CB extends loan moratorium, other relief to pandemic-affected borrowers till December



  • Applies to both capital and interest components on case-by-case basis 
  • Borrowers who seek extended relief are required to make formal requests on or before Sept.21
  • Banks asked to prioritise requests made by micro, small and medium sized enterprises
  • Banks asked not to charge any penal interest rate during the payment holiday  period

Borrowers who continue to be battered by the pandemic-induced restrictions on their income generating activities are given further four months of loan relief and a host of other concessions, effective from September 01, 2021.  The fresh round of payment holidays for affected borrowers came as the most recent relief scheme—third since the start of the pandemic.  


The previous two rounds of moratorium were operational from April 2020 through September 30 and October 1, 2020 through March 2021. 


According to the new scheme, which came into effect on September 01, 2021, the pandemic-affected borrowers who make formal requests for such relief get time till December 31, 2021 to hold on their loan installments consisting of both capital and interest on a case-by-case basis, “considering the financial difficulties faced by such borrowers, including loss of job, loss or reduction of income/salaries or sales, reduction or impairment of business operations or the closure of business etc.”, a circular issued by the Central Bank to licensed commercial and specialized banks read. 


Borrowers who seek extended relief are required to make formal requests on or before September 21 in writing or through electronic means, but any delays would be tolerated as long as the reasons for such delays are acceptable to the bank. 


Any rejection of the application for relief must be informed in writing within 14 days by the bank with reasons for rejecting, but the borrower has the option to appeal against such rejection with the Director, Financial Consumer Relations Department at the Central Bank, requesting a review. 


In entertaining requests for relief under the scheme, the Central Bank asked banks to prioritise the requests made by micro, small and medium sized enterprises, as they are the hardest-hit segment from the pandemic.

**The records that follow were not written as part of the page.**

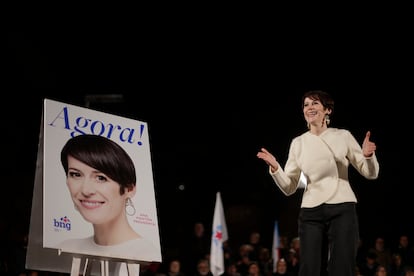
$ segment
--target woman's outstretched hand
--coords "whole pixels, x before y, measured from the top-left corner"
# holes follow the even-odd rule
[[[261,148],[256,156],[265,161],[271,167],[272,172],[276,172],[279,168],[279,163],[276,161],[276,158],[265,148]]]

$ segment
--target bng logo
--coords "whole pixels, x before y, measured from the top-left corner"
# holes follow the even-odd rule
[[[60,219],[53,219],[53,226],[57,231],[66,230],[70,231],[71,223],[67,216],[61,217]]]

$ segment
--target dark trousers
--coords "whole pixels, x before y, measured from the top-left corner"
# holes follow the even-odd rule
[[[322,204],[299,212],[299,276],[354,276],[359,240],[353,202]]]

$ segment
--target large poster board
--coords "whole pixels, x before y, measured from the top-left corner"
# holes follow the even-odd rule
[[[36,210],[32,209],[27,266],[41,269],[43,266],[41,263],[44,262],[46,269],[50,269],[49,257],[53,254],[51,252],[54,252],[56,256],[62,256],[63,266],[68,265],[67,256],[79,255],[117,261],[161,262],[147,123],[45,99],[41,128],[39,150],[42,152],[38,152],[33,208],[41,210],[42,213],[39,217]],[[117,206],[116,203],[113,203],[114,198],[121,196],[119,194],[111,196],[107,188],[102,188],[108,184],[101,182],[108,182],[108,178],[113,180],[108,177],[108,174],[102,172],[108,169],[111,174],[112,169],[108,168],[109,165],[103,165],[104,169],[100,171],[93,166],[78,162],[71,165],[73,168],[69,168],[68,174],[65,172],[61,160],[62,149],[69,141],[75,141],[78,136],[82,136],[82,138],[97,136],[102,140],[110,140],[111,144],[114,142],[116,147],[119,146],[133,162],[136,174],[135,192],[127,196],[131,199],[127,204],[125,204],[125,196],[123,199],[128,223],[139,238],[131,238],[131,242],[123,241],[121,244],[115,245],[111,243],[113,240],[106,239],[99,242],[108,244],[98,244],[95,231],[101,233],[103,230],[99,225],[103,223],[111,225],[111,222],[95,221],[94,216],[95,214],[99,216],[98,210],[100,209],[106,210],[105,214],[108,213],[110,216],[110,213],[116,210]],[[101,142],[106,143],[106,141],[99,143]],[[98,147],[95,154],[105,152],[104,144],[99,144],[102,150]],[[74,148],[79,148],[79,146],[74,146]],[[79,164],[80,167],[78,167]],[[75,179],[75,184],[69,184],[69,178]],[[92,184],[85,184],[87,181]],[[42,184],[41,189],[38,187],[39,183]],[[80,183],[84,185],[82,186],[83,190],[79,188]],[[40,192],[41,195],[38,194]],[[39,202],[42,203],[41,206],[39,206]],[[114,205],[109,206],[110,204]],[[104,209],[105,206],[107,209]],[[36,216],[36,219],[33,216]],[[117,217],[116,215],[112,216]],[[39,231],[38,219],[42,219],[41,231]],[[105,218],[100,219],[105,220]],[[110,227],[110,229],[112,228],[113,226]],[[106,229],[104,230],[106,231]],[[38,244],[40,233],[41,247]],[[116,235],[115,240],[119,238],[122,240],[123,235],[128,236],[125,232],[121,232]],[[48,260],[42,257],[39,259],[42,252],[33,254],[33,248],[36,248],[36,251],[44,250],[43,253],[48,256]],[[59,257],[53,256],[53,259],[59,260]],[[70,268],[64,268],[58,271],[69,270]]]

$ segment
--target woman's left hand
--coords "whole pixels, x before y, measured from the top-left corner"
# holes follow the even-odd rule
[[[365,134],[364,142],[362,143],[362,153],[365,157],[371,157],[377,149],[375,143],[369,140],[370,136],[371,132],[367,131],[367,134]]]

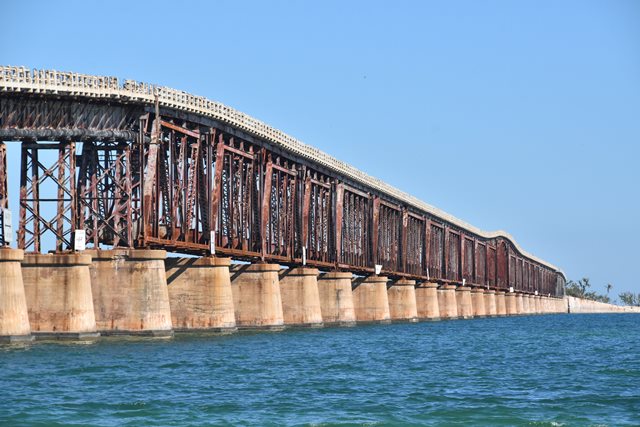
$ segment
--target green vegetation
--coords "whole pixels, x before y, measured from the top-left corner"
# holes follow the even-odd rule
[[[600,295],[597,292],[590,290],[590,288],[591,283],[589,282],[589,278],[583,277],[577,282],[569,280],[565,285],[564,290],[565,294],[571,297],[600,301],[607,304],[616,302],[612,301],[609,297],[609,292],[611,292],[611,289],[613,289],[613,285],[611,283],[607,283],[604,287],[604,289],[607,291],[606,295]],[[622,292],[618,295],[618,298],[620,298],[620,302],[622,303],[622,305],[632,305],[640,307],[640,293],[634,294],[633,292]]]
[[[592,301],[600,301],[611,304],[611,298],[609,298],[609,291],[613,288],[613,285],[611,283],[608,283],[607,286],[605,286],[607,295],[600,295],[595,291],[589,290],[589,288],[591,288],[589,278],[583,277],[582,279],[578,280],[578,282],[569,280],[564,289],[565,293],[572,297],[590,299]]]
[[[640,293],[634,294],[633,292],[623,292],[618,295],[620,301],[624,305],[634,305],[636,307],[640,307]]]

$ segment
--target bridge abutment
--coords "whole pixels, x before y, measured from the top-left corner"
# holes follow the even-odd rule
[[[25,254],[24,293],[37,339],[94,339],[100,334],[86,254]]]
[[[171,336],[163,250],[88,250],[98,331],[103,335]]]
[[[32,341],[20,249],[0,248],[0,343]]]
[[[234,265],[231,291],[239,329],[284,328],[278,264]]]
[[[165,260],[174,330],[236,330],[230,263],[217,257]]]
[[[353,306],[360,323],[389,323],[387,277],[369,276],[353,283]]]
[[[400,279],[392,282],[387,288],[391,320],[418,321],[415,287],[415,280]]]
[[[355,325],[352,278],[353,274],[339,271],[323,273],[318,277],[320,311],[325,325]]]
[[[280,272],[282,316],[287,326],[322,326],[318,270],[297,267]]]
[[[438,285],[421,283],[416,286],[416,311],[420,320],[440,320]]]

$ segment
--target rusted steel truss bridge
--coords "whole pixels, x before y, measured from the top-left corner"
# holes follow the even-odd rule
[[[377,266],[390,278],[563,293],[563,273],[507,233],[479,230],[182,91],[0,67],[0,141],[21,142],[17,245],[25,251],[41,252],[45,231],[56,251],[74,250],[80,232],[94,248],[213,253],[359,274]],[[7,167],[0,142],[2,208]],[[0,234],[0,245],[5,240]]]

Stipulating the mechanism as to the recovery of the installments which fell due during the moratorium, the Central Bank asked banks to amalgamate the amounts due from the previous rounds of moratorium with the current round of moratorium, including capital and interest into a new loan and agree on a repayment date commencing from July 1, 2022 up to 6 months. 

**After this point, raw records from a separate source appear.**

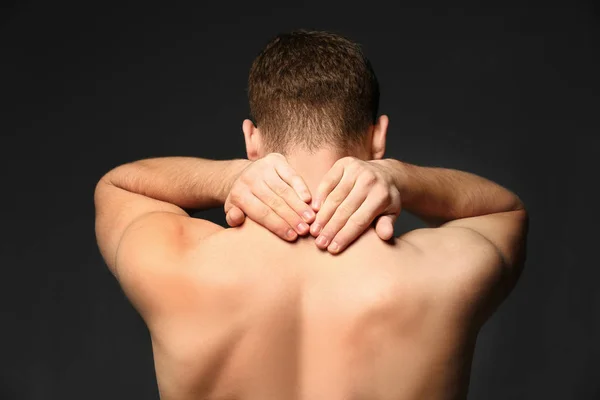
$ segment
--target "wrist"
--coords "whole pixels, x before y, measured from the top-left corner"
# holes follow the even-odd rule
[[[393,185],[398,189],[400,194],[403,194],[406,191],[407,164],[393,158],[375,161],[390,176]]]
[[[252,164],[252,161],[247,159],[234,159],[229,161],[229,165],[227,168],[223,169],[223,184],[221,185],[222,193],[220,194],[220,200],[222,204],[225,203],[227,196],[231,192],[231,188],[233,184],[237,180],[237,178],[241,175],[241,173],[248,167],[248,165]]]

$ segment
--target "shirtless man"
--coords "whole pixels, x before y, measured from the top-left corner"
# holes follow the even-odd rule
[[[527,213],[482,177],[384,159],[378,96],[356,44],[279,35],[250,71],[248,160],[146,159],[98,182],[98,245],[161,398],[466,398]],[[221,205],[233,228],[188,214]],[[393,238],[401,208],[428,228]]]

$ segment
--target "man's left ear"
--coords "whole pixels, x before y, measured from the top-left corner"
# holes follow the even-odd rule
[[[389,122],[387,115],[381,115],[377,119],[377,123],[373,125],[373,135],[371,137],[372,160],[381,160],[385,154],[385,141]]]
[[[258,128],[254,123],[245,119],[242,123],[242,131],[244,132],[244,141],[246,142],[246,154],[248,160],[256,161],[260,158],[261,137]]]

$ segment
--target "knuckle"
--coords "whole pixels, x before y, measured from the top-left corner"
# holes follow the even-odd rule
[[[353,225],[358,229],[365,229],[371,223],[371,219],[366,216],[354,215],[348,220],[348,224]]]
[[[369,194],[380,203],[384,203],[390,197],[390,192],[381,186],[376,186],[370,190]]]
[[[332,234],[335,235],[335,233],[340,230],[339,228],[337,228],[337,225],[338,222],[335,216],[330,218],[328,221],[323,221],[323,223],[321,224],[321,226],[323,227],[323,229],[321,229],[321,234],[332,238]]]
[[[348,179],[340,182],[340,188],[344,191],[344,193],[350,193],[354,186],[356,186],[357,178],[353,177],[352,179]]]
[[[330,236],[333,237],[346,223],[348,220],[347,217],[342,217],[340,213],[335,213],[335,215],[327,222],[327,225],[323,228],[323,232],[327,232]]]
[[[248,171],[240,175],[234,186],[250,186],[255,181],[253,171]]]
[[[261,207],[261,209],[257,212],[256,217],[261,220],[264,221],[266,220],[269,216],[271,215],[271,210],[269,210],[267,207]]]
[[[379,194],[379,200],[382,203],[391,203],[392,202],[392,194],[386,188],[382,188],[381,193]]]
[[[318,225],[320,227],[320,231],[318,231],[319,234],[323,234],[323,232],[325,231],[325,229],[327,228],[327,225],[329,224],[329,220],[325,219],[325,218],[320,218],[319,220],[316,220],[315,222],[312,223],[312,225]],[[314,232],[314,229],[312,228],[311,225],[311,232]]]
[[[273,192],[277,196],[285,196],[290,191],[290,188],[286,185],[274,185]]]
[[[377,183],[377,175],[372,171],[365,170],[361,175],[361,182],[367,186],[373,186]]]
[[[330,242],[331,242],[331,239],[336,236],[337,232],[338,232],[338,230],[332,229],[330,227],[325,227],[325,229],[323,229],[323,231],[321,232],[321,235],[330,239]]]
[[[332,193],[332,195],[328,198],[328,200],[336,205],[336,206],[340,206],[340,204],[344,201],[344,199],[346,198],[346,196],[342,195],[341,193]]]
[[[334,196],[341,197],[342,200],[346,198],[346,194],[350,193],[354,188],[354,181],[340,182],[337,190],[334,190],[331,194]]]
[[[281,200],[280,197],[276,197],[276,196],[269,198],[267,203],[268,203],[269,207],[271,207],[273,210],[280,210],[285,205],[283,200]]]
[[[344,203],[340,204],[337,211],[338,211],[339,215],[344,215],[344,216],[349,216],[354,212],[352,207],[350,207],[348,204],[344,204]]]

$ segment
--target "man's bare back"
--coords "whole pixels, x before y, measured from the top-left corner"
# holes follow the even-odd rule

Such a loan carries the interest rate of 1 percent above the latest one-year treasury bill rate as at August 31, which is 5.93 percent, and together makes to 6.93 percent, at which the interest calculation commences from September 1, 2021 for the agreed period of repayment. Meanwhile, in respect to loans denominated in foreign currencies, licensed banks may charge a concessionary rate of interest, the circular read. 

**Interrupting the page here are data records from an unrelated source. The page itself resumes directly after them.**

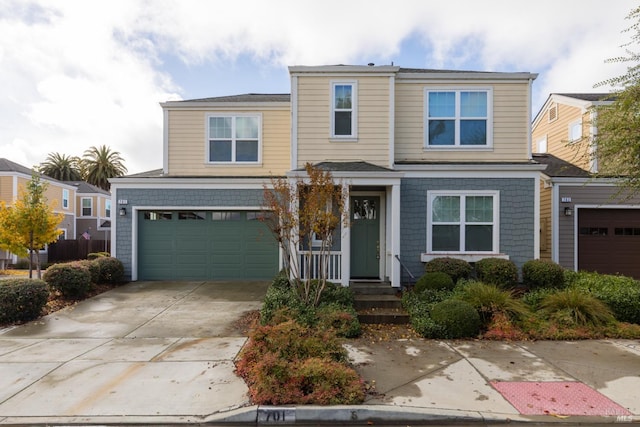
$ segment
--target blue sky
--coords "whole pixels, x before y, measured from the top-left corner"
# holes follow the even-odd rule
[[[528,71],[551,92],[607,91],[631,0],[0,0],[0,157],[120,151],[162,165],[167,100],[288,93],[289,65]]]

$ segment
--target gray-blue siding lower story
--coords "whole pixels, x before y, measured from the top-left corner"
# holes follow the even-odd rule
[[[518,268],[535,257],[535,185],[531,178],[407,178],[400,191],[400,257],[420,277],[427,248],[427,191],[500,192],[500,253]]]
[[[531,178],[406,178],[400,195],[400,257],[419,277],[421,254],[427,248],[427,192],[434,190],[490,190],[500,192],[500,252],[521,267],[535,256],[535,180]],[[132,189],[116,190],[116,200],[127,200],[126,216],[116,215],[116,255],[132,272],[132,212],[135,207],[171,210],[191,207],[260,207],[261,189]],[[121,206],[118,205],[118,210]]]

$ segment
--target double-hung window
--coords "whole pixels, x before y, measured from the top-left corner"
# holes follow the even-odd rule
[[[569,124],[569,142],[577,142],[582,139],[582,121],[578,120]]]
[[[357,124],[356,82],[331,83],[331,137],[356,138]]]
[[[427,89],[425,147],[493,145],[491,89]]]
[[[427,251],[498,253],[497,191],[428,192]]]
[[[209,115],[208,163],[258,163],[261,144],[260,115]]]
[[[69,209],[69,190],[62,189],[62,209]]]
[[[104,216],[111,218],[111,200],[104,201]]]
[[[83,197],[80,203],[82,203],[82,212],[80,216],[92,216],[93,199],[91,199],[91,197]]]

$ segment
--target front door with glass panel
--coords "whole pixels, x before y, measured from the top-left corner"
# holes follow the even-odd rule
[[[380,277],[380,197],[351,198],[351,278]]]

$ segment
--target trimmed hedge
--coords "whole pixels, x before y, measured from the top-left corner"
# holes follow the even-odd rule
[[[431,309],[431,319],[442,328],[441,338],[471,338],[480,333],[480,315],[468,302],[449,299]]]
[[[100,267],[100,279],[98,283],[117,285],[124,281],[124,265],[122,261],[114,257],[98,257],[93,262]]]
[[[532,259],[522,266],[522,283],[529,289],[564,288],[564,268],[553,261]]]
[[[467,261],[450,257],[434,258],[425,263],[424,268],[427,273],[435,271],[447,273],[453,283],[458,283],[460,279],[468,279],[473,271],[471,264]]]
[[[518,267],[513,261],[502,258],[484,258],[476,262],[478,280],[501,288],[509,288],[518,283]]]
[[[39,279],[0,282],[0,323],[37,319],[49,299],[49,287]]]
[[[70,263],[72,266],[77,265],[81,267],[86,267],[89,270],[89,274],[91,275],[91,283],[98,284],[100,282],[100,264],[95,261],[89,261],[88,259],[74,261]]]
[[[80,299],[91,290],[89,267],[77,262],[52,265],[42,278],[65,298]]]
[[[109,252],[91,252],[87,254],[87,259],[92,261],[98,258],[110,257],[111,254]]]
[[[442,271],[433,271],[425,273],[418,279],[413,290],[414,292],[421,293],[425,289],[448,289],[452,290],[455,287],[455,283],[447,273]]]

For borrowers who seek repayment periods beyond six months to settle their loans should agree for a concessionary rate beyond the 6-month period with their respective banks.  Alternatively, banks may also opt to restructure facilities on a case-by-case basis considering the repayment capacity of the borrower and an availability of an acceptable revival plan. 


However, the regular servicing of facility will commence on January 1, 2022 with the end of the current moratorium scheme on December 31, 2021.  In respect of relief for non-performing loans as at September 1, banks were asked to reschedule such facilities on a case-by-case basis over a longer period of time, considering the repayment capacity and an acceptable revival plan. 


Banks were also asked to suspend all types of recovery actions until December 31, 2021 against facilities that have been classified as non-performing on or after April 1, 2020. 


“In instances where there are ongoing litigations in Courts relating to recovery, borrowers shall enter into agreement in Courts to obtain this concession,” the Central Bank added.  Besides the above relief, the Central Bank also asked banks not to charge any penal interest rates during the period of the payment holiday and waive off any accrued or charged penal charges during April 1 2020 to September 1, 2021 in respect of non-performing facilities, provided such facilities are considered for restructuring under this scheme.  Further, banks were also asked not to levy excessive fees or charges in relation to granting the concessions under this scheme and should inform in writing to the borrower of such fees if there are any. 


Also, the validity period of cheques valued less than Rs.500, 000 would be extended until October 31, 2021 under this scheme, while charges for cheque returns and stop payments in relation to all cheque payments would be discontinued until September 30, 2021. 


Meanwhile, banks were also asked to discontinue the late payment fees on credit cards and other credit facilities up to October 31, 2021, “ for those demonstrably affected”. 


For those borrowers who would want to settle their loan facilities during the moratorium period instead of opting for the concessions under the scheme should be encouraged to do so by providing interest rebates and without slapping early settlement fees and, other fees and charges including recovery of future interest of lease facilities, if any. 


Further, banks should also accommodate requests by borrowers to delay the due dates of their installments dates up to 15 working days without deferring or restructuring such facilities and without additional interest or charges considering the ongoing quarantine lockdown.